Na passada sexta-feira, assinalou-se o Dia Internacional de Erradicação da Pobreza e o Público destacou: «mulheres têm 14% mais probabilidades de serem atingidas pela pobreza». Também a CIMH/CGTP assinalou a data com um comunicado que aponta o risco aumentado de pobreza entre as mulheres, decorrente dos baixos salários e pensões, da precariedade, da discriminação e desigualdade remuneratória, entre vários fatores a que acresce a urgência na habitação. Problemas que tenderão a agravar-se com a implementação das medidas anunciadas pelo Governo para a habitação ou se o Pacote Laboral for aprovado. Nos últimos meses temos também assistido a um número sem precedente de bebés a nascer em ambulâncias, pelo crónico encerramento de urgências e valências de saúde materno-infantil. Nos últimos 3 meses registaram-se ainda 7 700 ocorrências de violência doméstica, entre as quais o homicídio de cinco mulheres.
No entanto, na sexta-feira, o Parlamento português foi palco de uma intensa discussão em que se rasgaram vestes pelos direitos das mulheres. O País pode finalmente respirar de alívio: foi aprovada a proibição do uso do niqab e da burca proposta pelo Chega, com os votos de PSD, IL e CDS-PP.
Inventar problemas e dar as soluções... para deixar tudo na mesma
O leitor poderá justamente questionar-se quantas vezes viu alguém usar uma burca em Portugal e provavelmente chegará à conclusão de que é algo raríssimo e não compreende a necessidade de legislar esta matéria. E tem razão.

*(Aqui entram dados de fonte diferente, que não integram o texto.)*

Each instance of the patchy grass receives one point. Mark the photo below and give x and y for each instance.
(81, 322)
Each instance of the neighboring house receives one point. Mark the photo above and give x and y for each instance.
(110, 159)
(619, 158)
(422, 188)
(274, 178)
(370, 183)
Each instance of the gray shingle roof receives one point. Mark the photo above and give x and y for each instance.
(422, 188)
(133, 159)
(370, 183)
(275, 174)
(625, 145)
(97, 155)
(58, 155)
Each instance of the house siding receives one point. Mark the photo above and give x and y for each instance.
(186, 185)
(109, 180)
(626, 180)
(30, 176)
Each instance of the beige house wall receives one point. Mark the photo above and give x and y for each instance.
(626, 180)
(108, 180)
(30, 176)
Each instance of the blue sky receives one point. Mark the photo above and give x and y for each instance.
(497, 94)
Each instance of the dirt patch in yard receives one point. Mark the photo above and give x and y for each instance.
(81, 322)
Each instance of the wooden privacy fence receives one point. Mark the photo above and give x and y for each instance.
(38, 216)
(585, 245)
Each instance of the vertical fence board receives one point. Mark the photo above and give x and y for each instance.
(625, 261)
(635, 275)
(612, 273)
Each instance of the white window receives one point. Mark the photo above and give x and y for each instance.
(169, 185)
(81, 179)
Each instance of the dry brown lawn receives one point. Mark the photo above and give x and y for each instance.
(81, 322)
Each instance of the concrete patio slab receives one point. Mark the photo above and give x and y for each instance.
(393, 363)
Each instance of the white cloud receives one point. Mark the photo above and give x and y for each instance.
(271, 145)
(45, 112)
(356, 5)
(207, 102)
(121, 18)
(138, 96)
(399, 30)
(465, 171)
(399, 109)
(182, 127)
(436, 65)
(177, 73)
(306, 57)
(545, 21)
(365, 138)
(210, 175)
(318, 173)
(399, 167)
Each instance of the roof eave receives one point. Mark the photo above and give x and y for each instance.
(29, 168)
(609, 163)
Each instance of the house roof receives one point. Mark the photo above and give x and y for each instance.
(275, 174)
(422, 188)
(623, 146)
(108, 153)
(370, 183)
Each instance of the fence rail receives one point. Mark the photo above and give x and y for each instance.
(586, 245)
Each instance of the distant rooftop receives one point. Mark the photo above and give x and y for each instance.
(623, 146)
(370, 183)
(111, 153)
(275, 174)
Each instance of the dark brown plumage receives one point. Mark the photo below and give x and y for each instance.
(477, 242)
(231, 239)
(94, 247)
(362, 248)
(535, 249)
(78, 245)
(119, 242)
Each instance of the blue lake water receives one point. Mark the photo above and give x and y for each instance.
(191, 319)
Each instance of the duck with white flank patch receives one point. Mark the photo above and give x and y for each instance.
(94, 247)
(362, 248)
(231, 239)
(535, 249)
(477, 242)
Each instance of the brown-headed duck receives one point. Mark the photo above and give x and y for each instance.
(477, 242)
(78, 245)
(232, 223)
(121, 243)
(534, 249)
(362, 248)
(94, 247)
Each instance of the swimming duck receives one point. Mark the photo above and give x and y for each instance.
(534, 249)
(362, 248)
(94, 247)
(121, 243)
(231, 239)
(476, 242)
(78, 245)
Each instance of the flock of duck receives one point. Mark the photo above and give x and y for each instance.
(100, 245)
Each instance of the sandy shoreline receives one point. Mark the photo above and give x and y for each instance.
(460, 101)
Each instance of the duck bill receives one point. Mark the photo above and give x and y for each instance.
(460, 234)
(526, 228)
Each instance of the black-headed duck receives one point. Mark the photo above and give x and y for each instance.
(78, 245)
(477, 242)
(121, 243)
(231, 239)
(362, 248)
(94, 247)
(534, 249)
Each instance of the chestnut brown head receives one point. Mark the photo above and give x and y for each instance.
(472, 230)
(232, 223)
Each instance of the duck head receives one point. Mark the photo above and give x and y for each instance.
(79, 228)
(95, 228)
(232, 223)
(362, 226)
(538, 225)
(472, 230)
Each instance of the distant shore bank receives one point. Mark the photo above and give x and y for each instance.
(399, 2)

Mas a extrema-direita, que domina e intoxica o debate público adubada pela comunicação social e pelo algoritmo, utiliza sempre o mesmo guião. Semeia o caos, ficciona realidades alternativas ou distorce problemas reais, cria papões e bodes expiatórios, para depois apresentar «soluções». Monopoliza o debate político e distrai as camadas mais prejudicadas pela atual política, para assim amnistiar os verdadeiros culpados dos graves problemas sociais que enfrentamos e neutralizar a vontade de transformação.
Os «anti-sistema» são mesmo o que de mais conveniente há para o sistema.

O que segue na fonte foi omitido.